白夜の恋人 シロフクロウが紡ぐ奇跡

神崎 小太郎

第一章 夏嵐と白夜の予感

 

 あれは、私にとって、幸せを招く「白夜」だったのだろうか。


 時刻は八時を示し、そろそろ職場へ向かう時間が迫っていた。それでも、過去を思い返すことによるやりきれない虚しさに捉われてしまった。    

 それは、朝日を背にした鳥たちが空へと羽ばたく旅立ちの時刻だ。新たな一日の始まりを告げるひとときは、希望と期待に満ちているはず。その形は八の字に見えて、末広がりだった。


 岐路に立つ自分には希望の叶えられる道筋が迫っている時のように思えた。なぜなら、季節外れの初詣で手にした『末吉』のおみくじから教えてもらったからだ。

 おみくじの場合の『末』は、『末広がりの末』と言って、『後々良くなります』という意味になるらしい。


 これからの自分に少しだけ期待を抱いてしまう。新しい出会い、新しい経験、そして新しい私。それら全てが、未来への道筋を照らしてくれる光となる。こんな私でも、幸せになる権利はあるはずだ。


 今日は気が重くなる仕事の日だ。のんびりと妄想に戯れている暇などはなく、冷蔵庫から牛乳を取り出して口をつけた。そろそろ、気もそぞろに職場へと向かわなくてはならなかった。あかりが消えた我が家を後にするのは辛かった。


「私がいない間、家を見ててね。君がいてくれると心強いんだ!」


 返事も戻らない部屋に幸運の神さまが舞い降りるのを信じて、私はそう言い残して、玄関の扉を静かに閉じた。


 期待と希望を抱いていると言っても、時おり女心に虚ろな夜が訪れて、迷いを生じることがあった。  

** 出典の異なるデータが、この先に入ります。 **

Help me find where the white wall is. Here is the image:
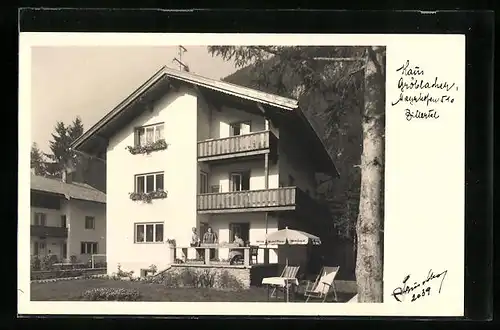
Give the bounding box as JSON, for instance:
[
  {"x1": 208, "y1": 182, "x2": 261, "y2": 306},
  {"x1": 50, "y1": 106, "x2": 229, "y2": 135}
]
[
  {"x1": 66, "y1": 199, "x2": 106, "y2": 263},
  {"x1": 30, "y1": 237, "x2": 66, "y2": 259},
  {"x1": 107, "y1": 85, "x2": 198, "y2": 275},
  {"x1": 31, "y1": 199, "x2": 106, "y2": 262},
  {"x1": 210, "y1": 107, "x2": 265, "y2": 139},
  {"x1": 278, "y1": 128, "x2": 316, "y2": 196},
  {"x1": 209, "y1": 212, "x2": 278, "y2": 263},
  {"x1": 208, "y1": 158, "x2": 278, "y2": 192},
  {"x1": 31, "y1": 206, "x2": 65, "y2": 227}
]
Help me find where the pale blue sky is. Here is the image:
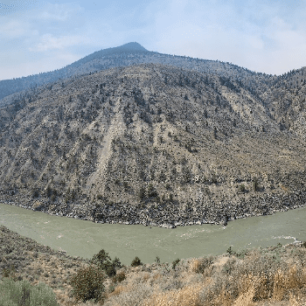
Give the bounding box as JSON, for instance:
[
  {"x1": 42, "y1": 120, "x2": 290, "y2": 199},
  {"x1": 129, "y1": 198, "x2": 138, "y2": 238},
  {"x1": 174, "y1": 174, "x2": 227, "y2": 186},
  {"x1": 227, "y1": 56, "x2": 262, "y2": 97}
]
[{"x1": 0, "y1": 0, "x2": 306, "y2": 79}]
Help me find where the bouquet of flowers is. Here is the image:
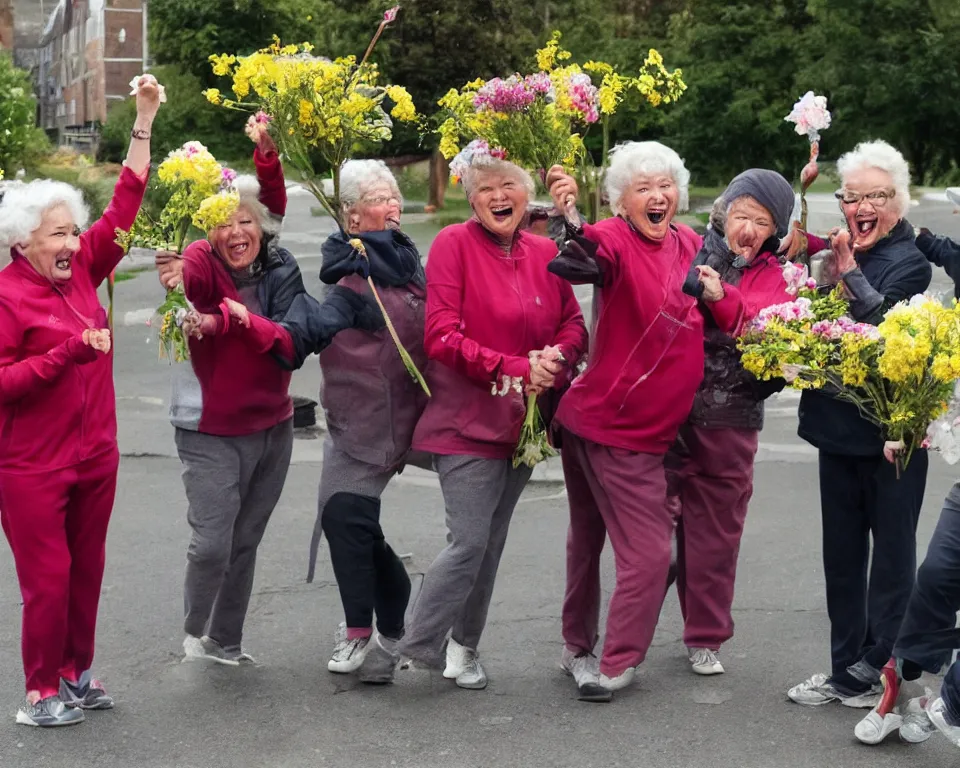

 このまま失恋の傷跡を引きずり、女性として耐え忍ぶ人生を選ぶのか、それとも自分の新しい道を切り開くのか。夜の帳が下りて、ひとり寝の世界にひたれば、色々な想いがこみ上げてしまう。


 いつものように、襟元を整え  

 ポケットに手を突っ込んで  

 渋谷のスクランブル交差点で

 私の姿を見つけると  

 小走りに駆け寄ってくる


 黒いスーツ姿が似合う  

 笑顔を絶やさない  

 見覚えのある男だった  

 その速い足取り  

 その笑顔は 間違いなく 

 かつて  心から愛したあの人だ


 あれから三年――――  

 時間の止まったような日々が  

 私の前を涙雨とともに  

 ゆっくりと通り過ぎていった  

 なのに、今でも胸が震えるほど  

 熱い想いが湧き上がる


 突然に駆け抜けた夏嵐のように

 彼はふたりの愛を投げ捨てて  

 私の前から消えたというのに……  

 懐かしさと苦い思い出が  

 胸を詰まらせ息苦しさと共に  

 涙が幾度となくこみ上げてきた


 その瞬間、言葉をつむぐことが

 できなくなった――――


 あなたがいなくても  

 私は元気に生きていると  

 伝えたかっただけというのに……


 その瞬間、言葉を奏でることが

 できなくなった――――

 あなたがいなくても  

 私は健気に生きていると  

 伝えたかっただけというのに……



 三年前のどしゃ降りの夜、私たちはいつも会社帰りに待ち合わせた駅で別れを告げた。彼は新しい恋人と手をつなぎ、私は傘もささずに涙雨に打たれ続けた。それから何回か同じ駅で彼らの仲睦まじい姿を見かけた。

 けれど、三年が過ぎても、彼の笑顔とその別れの瞬間が頭から離れず、悔しさで涙が止まらなかった。